O termo francês mise-en-scène, que significa «pôr em cena», pode ser traduzido em português por «encenação», como no livro O Cinema e a Encenação, de Jacques Aumont, onde o autor explica extensivamente a sua ambiguidade (Aumont: 2008, 12). Esta expressão surgiu no contexto teatral, para designar a atividade daquele que mais tarde se chamaria encenador (metteur en scène). Com o surgimento do cinema sonoro, haveria de transitar para o domínio do cinema, iniciando uma «longa querela interna à crítica de cinema» acerca do seu significado e das diferenças entre a arte teatral e a cinematográfica. (Aumont e Marie: 2009, 88)
Para David Bordwell e Kristin Thompson, «os estudiosos de cinema, estendendo o termo para direção cinematográfica, o utilizam para expressar o controle do diretor sobre o que aparece no quadro fílmico. Como seria o esperado, mise-en-scène inclui os aspetos do cinema que coincidem com a arte do teatro, cenário, iluminação, figurino e comportamento das personagens. No controle da mise-en-scène, o diretor encena o evento para a câmera» (Bordwell e Thompson: 2013, 205). Trata-se de uma definição muito próxima da sua origem teatral, que considera a mise-en-scène como uma «técnica» que gere «a disposição de pessoas, lugares e objetos a serem filmados» (ibidem, 32), referindo-se à encenação do espaço cénico.
Outras acepções mais complexas consideram a mise-en-scène como o conjunto de soluções que articulam as opções cénicas com as cinematográficas, ou seja, com o trabalho de câmara. Neste sentido, mise-en-scène define plenamente as opções de realização. Para Eisenstein, nos anos 30, «a encenação [mise-en-scène] é a disposição [mise-en-place] dos atores no cenário e a determinação dos seus movimentos; a colocação em quadro (mise-en-cadre) é a determinação dos enquadramentos sucessivos correspondentes», designando «a preocupação de composição (gráfica, plástica) dos planos». (Aumont e Marie: 2009, 60).
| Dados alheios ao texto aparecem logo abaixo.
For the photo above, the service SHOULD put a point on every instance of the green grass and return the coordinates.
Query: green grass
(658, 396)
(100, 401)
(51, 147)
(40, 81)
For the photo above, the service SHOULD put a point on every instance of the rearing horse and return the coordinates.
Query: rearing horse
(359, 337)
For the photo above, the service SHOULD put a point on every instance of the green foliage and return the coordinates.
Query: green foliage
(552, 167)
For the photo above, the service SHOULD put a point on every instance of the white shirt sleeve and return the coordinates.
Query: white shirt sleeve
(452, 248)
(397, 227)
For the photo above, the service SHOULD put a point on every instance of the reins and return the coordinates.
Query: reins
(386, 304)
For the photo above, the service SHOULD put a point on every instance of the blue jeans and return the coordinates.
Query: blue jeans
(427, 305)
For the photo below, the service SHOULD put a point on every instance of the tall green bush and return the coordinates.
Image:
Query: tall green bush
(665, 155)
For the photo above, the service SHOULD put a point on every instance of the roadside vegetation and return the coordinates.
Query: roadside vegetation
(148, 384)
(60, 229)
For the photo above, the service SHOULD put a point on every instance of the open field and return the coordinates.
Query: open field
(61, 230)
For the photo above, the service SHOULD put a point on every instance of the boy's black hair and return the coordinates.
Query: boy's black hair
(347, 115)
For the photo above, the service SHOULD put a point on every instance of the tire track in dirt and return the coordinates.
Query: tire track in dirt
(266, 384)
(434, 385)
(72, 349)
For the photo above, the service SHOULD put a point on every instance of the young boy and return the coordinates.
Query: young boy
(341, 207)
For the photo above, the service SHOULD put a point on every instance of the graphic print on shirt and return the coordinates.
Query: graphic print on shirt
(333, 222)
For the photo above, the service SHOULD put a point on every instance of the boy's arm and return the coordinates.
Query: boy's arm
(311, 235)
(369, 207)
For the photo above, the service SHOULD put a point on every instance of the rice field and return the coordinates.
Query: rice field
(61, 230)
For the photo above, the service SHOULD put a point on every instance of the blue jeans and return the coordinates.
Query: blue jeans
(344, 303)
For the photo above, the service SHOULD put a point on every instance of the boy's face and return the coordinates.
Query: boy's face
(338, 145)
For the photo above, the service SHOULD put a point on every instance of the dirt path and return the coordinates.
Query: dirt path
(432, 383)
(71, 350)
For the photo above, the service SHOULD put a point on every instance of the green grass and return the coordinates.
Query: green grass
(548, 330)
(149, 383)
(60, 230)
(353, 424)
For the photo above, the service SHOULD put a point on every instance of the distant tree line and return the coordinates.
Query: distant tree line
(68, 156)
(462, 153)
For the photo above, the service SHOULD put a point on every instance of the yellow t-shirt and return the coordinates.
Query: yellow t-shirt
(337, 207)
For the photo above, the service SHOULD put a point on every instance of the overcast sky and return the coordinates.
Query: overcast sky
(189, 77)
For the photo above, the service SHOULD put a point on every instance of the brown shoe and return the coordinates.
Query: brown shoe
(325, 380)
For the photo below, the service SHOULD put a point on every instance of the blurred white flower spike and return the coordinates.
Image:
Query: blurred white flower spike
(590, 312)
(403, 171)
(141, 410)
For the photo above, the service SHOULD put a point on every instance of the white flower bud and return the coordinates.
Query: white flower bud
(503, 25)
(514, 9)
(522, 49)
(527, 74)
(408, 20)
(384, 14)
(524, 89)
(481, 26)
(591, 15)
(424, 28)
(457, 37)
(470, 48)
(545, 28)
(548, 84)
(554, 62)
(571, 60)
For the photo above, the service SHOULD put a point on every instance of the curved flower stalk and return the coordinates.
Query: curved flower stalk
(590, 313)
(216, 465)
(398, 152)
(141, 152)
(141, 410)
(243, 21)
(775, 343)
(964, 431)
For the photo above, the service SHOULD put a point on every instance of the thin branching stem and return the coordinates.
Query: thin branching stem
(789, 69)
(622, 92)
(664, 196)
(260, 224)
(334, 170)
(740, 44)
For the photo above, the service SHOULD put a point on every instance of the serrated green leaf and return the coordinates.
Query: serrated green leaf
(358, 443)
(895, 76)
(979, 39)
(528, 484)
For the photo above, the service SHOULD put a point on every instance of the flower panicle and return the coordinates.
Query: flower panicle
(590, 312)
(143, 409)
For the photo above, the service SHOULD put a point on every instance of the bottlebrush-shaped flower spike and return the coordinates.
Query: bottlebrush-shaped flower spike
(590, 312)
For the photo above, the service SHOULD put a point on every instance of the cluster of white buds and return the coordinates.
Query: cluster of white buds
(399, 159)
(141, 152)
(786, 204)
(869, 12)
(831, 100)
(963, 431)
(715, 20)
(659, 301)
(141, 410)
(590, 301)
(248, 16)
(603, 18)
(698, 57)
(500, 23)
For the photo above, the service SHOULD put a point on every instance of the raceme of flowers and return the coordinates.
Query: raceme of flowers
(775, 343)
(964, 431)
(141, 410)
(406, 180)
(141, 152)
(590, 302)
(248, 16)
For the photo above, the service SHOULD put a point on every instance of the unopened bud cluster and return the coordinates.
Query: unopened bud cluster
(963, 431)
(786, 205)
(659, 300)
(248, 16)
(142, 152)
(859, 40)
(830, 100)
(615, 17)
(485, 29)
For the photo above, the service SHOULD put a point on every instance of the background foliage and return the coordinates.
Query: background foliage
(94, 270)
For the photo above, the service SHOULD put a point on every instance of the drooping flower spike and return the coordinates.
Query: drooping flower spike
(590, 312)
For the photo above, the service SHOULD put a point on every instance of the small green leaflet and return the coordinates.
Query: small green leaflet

Contudo, «foi no contexto muito diferente do pós-guerra que se retomou a noção de mise-en-scène, para designar (...) já não o teatro nos filmes, mas o contrário: aquilo que no cinema escapa a qualquer referência artística própria, aquilo que pertence apenas a ele. (…) Talvez de forma abusiva, mas eficaz, a mise-en-scéne tornou-se (…) uma noção central da arte do filme», tendo passado para o vocabulário anglo-saxónico (Aumont e Marie: 2009, 89).
Na sua ambiguidade inerente, outras definições são possíveis. «Como disse o filósofo Maurice Merleau-Ponty, (...) a encenação, no fundo, é nada mais nada menos do que o manuseio espontâneo da linguagem cinematográfica» (Aumont: 2008, 63) «Para Mourlet, (...) a encenação no cinema não é uma técnica: graças à restrição benéfica do quadro, torna-se uma força (ou, noutras passagens do seu texto, uma energia). Tudo se passa como se o quadro, ao condicionar a encenação, ao clarificá-la, ao torná-la definitiva, se tornasse uma espécie de lente que foca a sua energia» (ibidem, 84). «Para Jean-Luc Godard, “encenar é um olhar, montar é um batimento de coração”: a metáfora “orgânica” de Godard define ainda uma conceção clássica do cinema: a do cinema americano, na versão canónica dada pelos Cahiers du Cinéma, como uma estética do cinema na qual se opunham a encenação e a montagem» (ibidem, 110).
Para os cineastas de hoje, o termo mise-en-scène «refere-se a uma cena cuja acção decorre em frente de uma câmara que filma continuamente. Novos enquadramentos são criados através das posições dos actores, da lente zoom ou dos movimentos de câmara, em vez do uso do corte em montagem. A cena é filmada em tempo real como uma tomada ininterrupta que mantém unidade sem ajuda da montagem» (Sijll: 2005, 54).
Resumindo: o conceito operativo de mise-en-scène corresponde à encenação em continuidade de uma cena fílmica, onde o processo de decisão sobre os sucessivos enquadramentos (incluindo posições dos atores, distâncias e ações) tira partido dos movimentos da câmara e das personagens, substituindo o método de montagem de vários planos (também designado découpage ou planificação).